I had a thought about the path-connectedness of $\mathbb{R}$. The standard way of showing the path-connectedness of $\mathbb{R}$ can be that it is both open and connected and so must be path-connected too.
But I had thought about another argument, say $a$, $b\in\mathbb{R}$, can we just define a path that connects $a$ and $b$ as follows? $\gamma:[0, 1]\to \mathbb{R}$ such that $\gamma(t)=a+(b-a)t$ which precisely take $a$ to $b$ and the image precisely lie in $\mathbb{R}$ as well since $\mathbb{R}$ is closed under multiplication and addition?
Obviously, the first method sounds much more rigorous but it will be much longer to prove so I was wondering if the second method is insufficient in proving the path-connectedness?
Best Answer
First one shows that in a linearly ordered space topological space $X$ (as $\Bbb R$ is), $X$ is connected iff it has no gaps and no jumps. As $\Bbb R$ has a dense order, it has no jumps and as it has the lub-property, it has no gaps. It follows that $\Bbb R$ and $[0,1]$ are both connected.

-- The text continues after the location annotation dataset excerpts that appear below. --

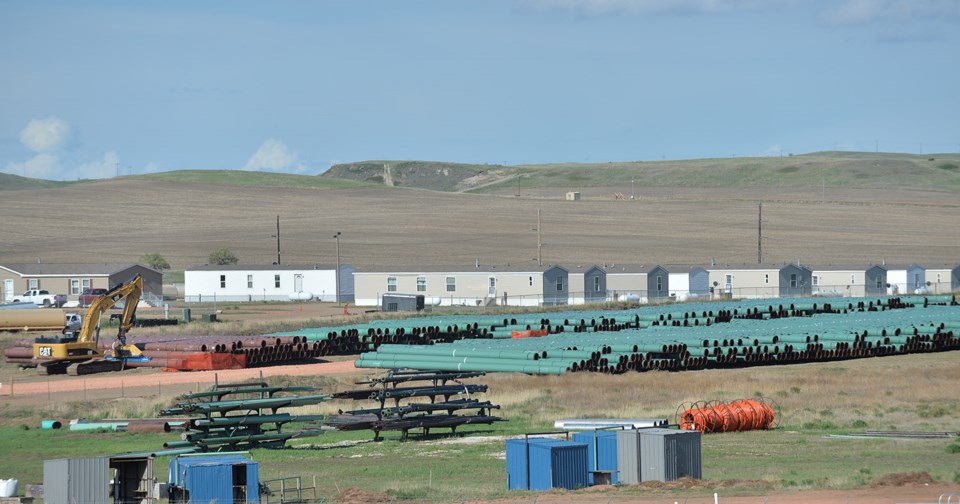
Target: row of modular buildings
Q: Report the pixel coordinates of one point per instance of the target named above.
(535, 285)
(488, 285)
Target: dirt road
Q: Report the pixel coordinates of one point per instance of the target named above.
(135, 378)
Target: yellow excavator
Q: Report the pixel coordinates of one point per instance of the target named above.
(76, 352)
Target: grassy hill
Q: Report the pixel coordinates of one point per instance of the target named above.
(250, 178)
(10, 182)
(432, 175)
(830, 169)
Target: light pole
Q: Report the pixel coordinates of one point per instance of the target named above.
(337, 236)
(278, 240)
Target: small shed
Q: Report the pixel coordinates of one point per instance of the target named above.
(601, 455)
(556, 286)
(658, 455)
(699, 282)
(546, 463)
(75, 480)
(588, 284)
(403, 302)
(213, 478)
(875, 280)
(650, 282)
(796, 280)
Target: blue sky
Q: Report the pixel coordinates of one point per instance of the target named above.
(91, 89)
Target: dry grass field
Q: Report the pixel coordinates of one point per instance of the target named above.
(120, 220)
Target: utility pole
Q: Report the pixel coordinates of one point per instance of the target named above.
(760, 235)
(539, 241)
(337, 236)
(278, 240)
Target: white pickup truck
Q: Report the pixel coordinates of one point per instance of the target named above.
(41, 298)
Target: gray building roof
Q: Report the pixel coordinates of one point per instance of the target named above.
(69, 269)
(630, 268)
(459, 268)
(264, 267)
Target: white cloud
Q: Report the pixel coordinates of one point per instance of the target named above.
(45, 135)
(42, 166)
(273, 155)
(599, 7)
(102, 168)
(868, 11)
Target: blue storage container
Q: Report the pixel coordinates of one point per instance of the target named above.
(545, 463)
(214, 479)
(601, 453)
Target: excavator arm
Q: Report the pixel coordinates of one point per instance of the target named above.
(129, 293)
(77, 353)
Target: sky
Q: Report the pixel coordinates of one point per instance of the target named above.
(97, 89)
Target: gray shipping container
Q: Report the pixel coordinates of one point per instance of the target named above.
(667, 454)
(77, 480)
(628, 457)
(658, 454)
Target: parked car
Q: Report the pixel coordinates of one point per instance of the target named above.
(41, 298)
(90, 295)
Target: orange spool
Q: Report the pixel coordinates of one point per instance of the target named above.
(735, 416)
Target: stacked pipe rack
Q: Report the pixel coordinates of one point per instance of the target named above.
(718, 335)
(241, 416)
(422, 415)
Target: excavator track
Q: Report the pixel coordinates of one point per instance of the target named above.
(53, 367)
(94, 366)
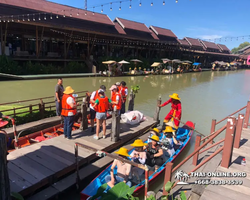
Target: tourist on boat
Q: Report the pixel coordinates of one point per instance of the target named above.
(101, 107)
(154, 153)
(58, 96)
(138, 156)
(93, 98)
(116, 98)
(124, 94)
(69, 109)
(174, 116)
(154, 131)
(123, 170)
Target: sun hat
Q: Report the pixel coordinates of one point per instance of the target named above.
(123, 152)
(155, 138)
(113, 87)
(138, 143)
(69, 90)
(175, 96)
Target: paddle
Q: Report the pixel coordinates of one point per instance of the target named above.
(189, 126)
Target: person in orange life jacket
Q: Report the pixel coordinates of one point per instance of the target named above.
(116, 98)
(124, 94)
(101, 106)
(69, 109)
(93, 97)
(175, 111)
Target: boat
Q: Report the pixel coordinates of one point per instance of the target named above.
(184, 134)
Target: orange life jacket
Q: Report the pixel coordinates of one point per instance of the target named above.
(66, 107)
(103, 105)
(119, 105)
(96, 96)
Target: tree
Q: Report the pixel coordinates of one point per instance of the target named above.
(241, 46)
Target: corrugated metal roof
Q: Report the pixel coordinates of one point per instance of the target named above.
(162, 31)
(50, 7)
(127, 24)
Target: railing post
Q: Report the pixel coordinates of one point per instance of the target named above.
(228, 144)
(84, 124)
(238, 131)
(157, 111)
(197, 145)
(247, 115)
(212, 128)
(168, 175)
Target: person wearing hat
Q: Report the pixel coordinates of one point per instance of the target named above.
(154, 153)
(69, 109)
(101, 107)
(154, 131)
(116, 98)
(92, 111)
(123, 170)
(139, 156)
(175, 111)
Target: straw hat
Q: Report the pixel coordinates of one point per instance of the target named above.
(123, 152)
(155, 138)
(175, 96)
(138, 143)
(69, 90)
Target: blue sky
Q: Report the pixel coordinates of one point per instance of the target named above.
(204, 19)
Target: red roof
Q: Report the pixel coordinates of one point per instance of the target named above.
(162, 31)
(210, 45)
(223, 47)
(50, 7)
(194, 42)
(127, 24)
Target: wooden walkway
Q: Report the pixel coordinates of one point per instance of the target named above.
(44, 163)
(232, 192)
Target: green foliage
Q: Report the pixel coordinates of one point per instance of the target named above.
(16, 196)
(135, 89)
(241, 46)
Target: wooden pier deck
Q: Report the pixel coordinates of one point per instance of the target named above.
(232, 192)
(42, 164)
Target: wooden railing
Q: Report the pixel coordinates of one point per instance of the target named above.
(39, 104)
(231, 140)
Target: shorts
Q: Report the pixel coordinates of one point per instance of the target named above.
(101, 115)
(92, 113)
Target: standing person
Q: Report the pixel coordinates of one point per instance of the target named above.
(175, 111)
(69, 107)
(124, 94)
(101, 106)
(59, 93)
(116, 98)
(93, 98)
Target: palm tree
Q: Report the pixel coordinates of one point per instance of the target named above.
(179, 175)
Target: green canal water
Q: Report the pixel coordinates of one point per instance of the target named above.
(204, 96)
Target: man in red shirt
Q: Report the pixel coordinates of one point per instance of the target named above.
(175, 111)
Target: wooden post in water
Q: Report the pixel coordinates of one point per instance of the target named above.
(4, 178)
(168, 175)
(197, 145)
(157, 111)
(228, 144)
(131, 101)
(238, 131)
(212, 128)
(247, 115)
(115, 129)
(84, 124)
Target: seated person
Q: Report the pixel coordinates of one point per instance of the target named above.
(123, 170)
(138, 156)
(154, 153)
(154, 131)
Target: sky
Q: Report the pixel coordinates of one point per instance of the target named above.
(203, 19)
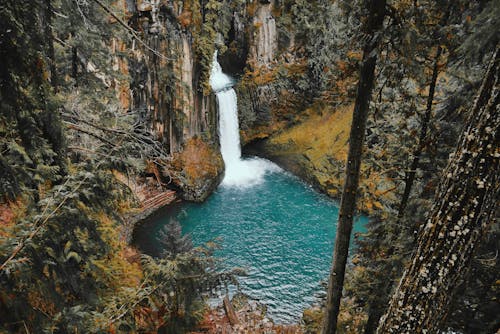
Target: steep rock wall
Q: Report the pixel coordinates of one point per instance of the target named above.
(165, 89)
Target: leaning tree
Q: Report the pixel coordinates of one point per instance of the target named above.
(464, 207)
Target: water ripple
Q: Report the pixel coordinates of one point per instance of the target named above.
(280, 230)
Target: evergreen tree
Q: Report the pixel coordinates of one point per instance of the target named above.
(464, 207)
(347, 210)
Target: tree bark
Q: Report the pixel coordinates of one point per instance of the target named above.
(410, 175)
(464, 206)
(357, 136)
(49, 36)
(74, 64)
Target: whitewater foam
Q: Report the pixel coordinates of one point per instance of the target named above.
(239, 172)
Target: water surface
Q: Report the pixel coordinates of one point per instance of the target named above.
(280, 230)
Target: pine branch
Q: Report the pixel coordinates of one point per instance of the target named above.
(130, 30)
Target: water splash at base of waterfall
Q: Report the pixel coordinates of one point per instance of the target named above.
(239, 172)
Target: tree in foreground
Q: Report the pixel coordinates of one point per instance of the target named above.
(464, 207)
(374, 23)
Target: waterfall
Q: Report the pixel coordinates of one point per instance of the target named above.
(239, 172)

That $\Bbb R$ is then path-connected follows from your second argument: we can find a path between any two points by using the continuous addition and multiplication, and this argument works in any $\Bbb R^n$ or topological vector space over $\Bbb R$. Paths are defined on subsets of $\Bbb R$ and so that works really well. Path-connectedness implies connectedness just because we know that $[0,1]$ is already connected. So connectedness of intervals is the most basic fact upon which we rely.